Para o sociólogo, o episódio do diesel deve ter feito o ministro da Economia perceber que está em um governo à la Dilma Rousseff, com sua política econômica intervencionista, e indicar a ele que ou deixa o governo ou troca suas convicções econômicas pela permanência no cargo. Demétrio Magnoli entende que a segunda hipótese, que faria do liberal um “mero agente da política dos nacional-populistas”, é a mais provável.
Em sua participação no Fórum VEJA EXAME, Demétrio Magnoli também comentou a influência do ex-astrólogo e autoproclamado filósofo Olavo de Carvalho sobre o governo Bolsonaro. “Diria que ele é a figura mais influente do atual governo, o Rasputin do atual governo”, comparou o sociólogo, citando o monge de origem humilde que se tornou o conselheiro-mor da família do czar Nicolau II.
Magnoli, no entanto, classifica os pensamentos disseminados por Carvalho como “plágio” e “paráfrases malfeitas de pensadores românticos do final do século XIX e do início do XX”, como o historiador e filósofo alemão Oswald Spengler, autor de O Declínio do Ocidente.
“O que Olavo faz são paráfrases dizendo que o ocidente está em declínio por causa dessas bactérias iluministas [citadas por Spengler], isso é plágio, plágio malfeito, não é filosofia original. Se ele tem alguma coisa de original é juntar o individualismo do colono armado americano, do faroeste, a essa base romântica europeia de Stangler. Isso é coisa não de filósofo, mas de um mecânico que junta peças”, ironizou.

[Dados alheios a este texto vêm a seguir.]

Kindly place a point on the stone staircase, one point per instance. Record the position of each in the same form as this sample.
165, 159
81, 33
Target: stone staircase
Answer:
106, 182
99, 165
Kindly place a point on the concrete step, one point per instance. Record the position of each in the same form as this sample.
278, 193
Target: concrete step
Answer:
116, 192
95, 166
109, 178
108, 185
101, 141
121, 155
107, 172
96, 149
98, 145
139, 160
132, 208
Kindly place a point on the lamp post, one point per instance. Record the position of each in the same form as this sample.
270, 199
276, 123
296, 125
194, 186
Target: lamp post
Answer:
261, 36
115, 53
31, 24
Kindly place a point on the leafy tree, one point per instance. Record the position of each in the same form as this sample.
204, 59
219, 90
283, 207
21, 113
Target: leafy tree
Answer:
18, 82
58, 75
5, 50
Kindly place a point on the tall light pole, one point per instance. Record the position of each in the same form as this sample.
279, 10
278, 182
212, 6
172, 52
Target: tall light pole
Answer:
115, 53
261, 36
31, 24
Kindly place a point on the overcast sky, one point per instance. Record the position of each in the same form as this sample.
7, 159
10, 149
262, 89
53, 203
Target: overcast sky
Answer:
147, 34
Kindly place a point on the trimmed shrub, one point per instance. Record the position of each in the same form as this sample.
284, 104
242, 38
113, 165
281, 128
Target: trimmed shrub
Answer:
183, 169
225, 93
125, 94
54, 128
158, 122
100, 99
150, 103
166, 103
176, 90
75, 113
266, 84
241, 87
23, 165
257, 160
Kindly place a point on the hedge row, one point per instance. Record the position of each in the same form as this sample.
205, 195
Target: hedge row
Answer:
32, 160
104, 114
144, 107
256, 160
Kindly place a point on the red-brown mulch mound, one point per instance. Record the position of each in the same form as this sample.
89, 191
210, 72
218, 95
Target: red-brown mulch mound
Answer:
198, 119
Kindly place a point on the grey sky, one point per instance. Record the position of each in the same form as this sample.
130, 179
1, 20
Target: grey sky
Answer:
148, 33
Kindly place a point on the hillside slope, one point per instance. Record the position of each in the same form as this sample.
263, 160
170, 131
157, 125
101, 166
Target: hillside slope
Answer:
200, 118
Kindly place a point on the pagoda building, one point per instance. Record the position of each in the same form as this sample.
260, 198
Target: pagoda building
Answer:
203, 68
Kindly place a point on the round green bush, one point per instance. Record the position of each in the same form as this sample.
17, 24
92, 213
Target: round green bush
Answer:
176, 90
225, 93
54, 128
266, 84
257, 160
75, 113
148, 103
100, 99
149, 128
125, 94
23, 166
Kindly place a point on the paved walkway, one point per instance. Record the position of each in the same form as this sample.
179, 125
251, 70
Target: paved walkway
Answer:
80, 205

Citando a influência de Olavo de Carvalho nas nomeações dos ministros da Educação, Abraham Weintraub, e das Relações Exteriores, Ernesto Araújo, Magnoli observou o papel moderador dos ministros militares no governo. “Militares se empenham em fazer o Frankenstein dar certo, eles temem que se o Frankenstein der errado, os militares serão responsabilizados pelo fracasso do governo, que a imagem deles seja mais uma vez enlameada. Militares gostam de missões impossíveis”, declarou o sociólogo.